Don't count on the longevity of 'Traveler'

5/10/2007
BY MIKE KELLY
SPECIAL TO THE BLADE
Jay (Matthew Bomer, left) and Tyler (Logan Marshall-Green)
are framed for a bombing by their  friend,  Will (Aaron Stanford,
center), in Traveler.
Jay (Matthew Bomer, left) and Tyler (Logan Marshall-Green) are framed for a bombing by their friend, Will (Aaron Stanford, center), in Traveler.

Suppose one of your best buddies from grad school turned out to be a terrorist. Would you still want to go out for beers with him after class?

Probably not, and neither do Jay and Tyler (Matthew Bomer and Logan Marshall-Green), the central characters in ABC's new action-drama series Traveler. But the boys are still plenty anxious to find their erstwhile pal, Will Traveler (Aaron Stanford), inasmuch as he was nice enough to frame them for the bombing of a crowded art museum in midtown Manhattan.

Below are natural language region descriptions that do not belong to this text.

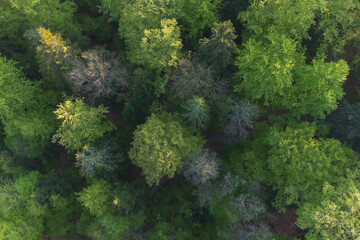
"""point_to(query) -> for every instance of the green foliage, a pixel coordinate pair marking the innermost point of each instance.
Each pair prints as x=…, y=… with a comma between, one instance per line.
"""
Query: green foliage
x=100, y=74
x=53, y=55
x=97, y=198
x=81, y=124
x=130, y=197
x=339, y=23
x=159, y=47
x=20, y=215
x=59, y=219
x=159, y=146
x=19, y=230
x=335, y=214
x=300, y=164
x=111, y=227
x=317, y=88
x=283, y=17
x=193, y=79
x=134, y=17
x=239, y=118
x=266, y=66
x=20, y=15
x=217, y=52
x=50, y=185
x=343, y=124
x=101, y=157
x=142, y=95
x=201, y=166
x=196, y=112
x=24, y=111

Their search will not be easy, however, because the authorities believe they are the bombers and are hot on their trail.

Traveler has a sneak preview at 10 tonight before kicking off its summer run on May 30, in the Wednesday slot being vacated by the series Lost.

In Traveler's pilot episode, which will be repeated May 30, what begins as a stupid but harmless prank by Jay and Tyler - in-line skating through the art museum - becomes something altogether different just moments after they've eluded security guards and whizzed out of the facility.

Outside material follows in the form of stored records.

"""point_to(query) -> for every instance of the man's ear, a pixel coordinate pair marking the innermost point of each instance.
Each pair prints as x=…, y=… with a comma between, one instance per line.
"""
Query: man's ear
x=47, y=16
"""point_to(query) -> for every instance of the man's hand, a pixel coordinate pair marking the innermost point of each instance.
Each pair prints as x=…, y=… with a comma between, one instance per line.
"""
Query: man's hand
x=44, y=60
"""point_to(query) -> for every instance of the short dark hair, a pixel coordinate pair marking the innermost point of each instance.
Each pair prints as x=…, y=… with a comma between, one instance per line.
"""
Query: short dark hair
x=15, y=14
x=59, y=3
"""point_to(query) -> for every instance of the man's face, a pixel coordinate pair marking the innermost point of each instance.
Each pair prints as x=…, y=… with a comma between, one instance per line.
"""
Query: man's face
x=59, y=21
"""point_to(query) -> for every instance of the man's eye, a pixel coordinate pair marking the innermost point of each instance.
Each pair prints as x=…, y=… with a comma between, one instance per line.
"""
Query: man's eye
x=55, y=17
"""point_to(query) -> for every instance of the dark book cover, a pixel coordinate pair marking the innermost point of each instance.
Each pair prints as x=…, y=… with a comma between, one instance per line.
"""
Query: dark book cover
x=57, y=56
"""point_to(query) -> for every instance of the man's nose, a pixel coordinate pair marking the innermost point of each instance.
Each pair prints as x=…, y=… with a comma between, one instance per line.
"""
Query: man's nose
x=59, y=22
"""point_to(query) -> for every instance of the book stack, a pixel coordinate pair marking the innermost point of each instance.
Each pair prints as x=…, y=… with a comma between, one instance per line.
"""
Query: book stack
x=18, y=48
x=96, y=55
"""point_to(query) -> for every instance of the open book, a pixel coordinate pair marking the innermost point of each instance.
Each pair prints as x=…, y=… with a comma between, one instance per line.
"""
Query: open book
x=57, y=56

Will checks in with them via cell phone, and just before hanging up, he adds, "I'm sorry I had to do this."

Say what?

Suddenly the museum is rocked by a massive explosion. And guess whose images were captured by the museum's security cameras as they were making their wheeled escape, clattering down the front steps in their inline skates? Dumb and Dumber.

After seeing themselves on TV, Jay and Tyler realize that they're the prime suspects in the bombing, and they've got the FBI, the ATF, the Port Authority police, the NYPD - in short, everybody but Spider-Man - trying to hunt them down. And their pal Will has suddenly disappeared.

It eventually dawns on the fellas that Will - or whoever he really is - was most likely involved with the bombing, and has set them up to take the fall for it. But why?

That's the mystery that ABC hopes will hook viewers in this latest serial drama to hit the airwaves. Trouble is, viewers have shown that they're not terribly inclined to tune in each week to peel back the onion-like layers of a convoluted, season-long plot line. Serial dramas such as Kidnapped, Day Break, The Black Donnellys, Drive, and Vanished have all, well, vanished, as people tuned in to pilot episodes, then began tuning out as the weeks went by.

In an attempt to deepen the mystery on Traveler, there are lots of hints of a wider conspiracy that may involve big business, the government, maybe even Don Imus and Rosie O'Donnell.

The whole thing is a bit hard to swallow. I know, I know, great TV is supposed to make viewers suspend their disbelief - look at Lost, at least in its earlier episodes - but this show simply isn't all that great.

ABC is making a shrewd move giving audiences a peek at Traveler in the cushy time slot right after the hit series Grey's Anatomy. By the time of its actual premiere nearly three weeks from now, most competing shows will be into reruns and audiences may be more likely to give this series a try.

Even so, I wouldn't be surprised if Traveler meanders right off ABC's schedule even before all the windows are boarded up at that bombed-out art museum in New York City.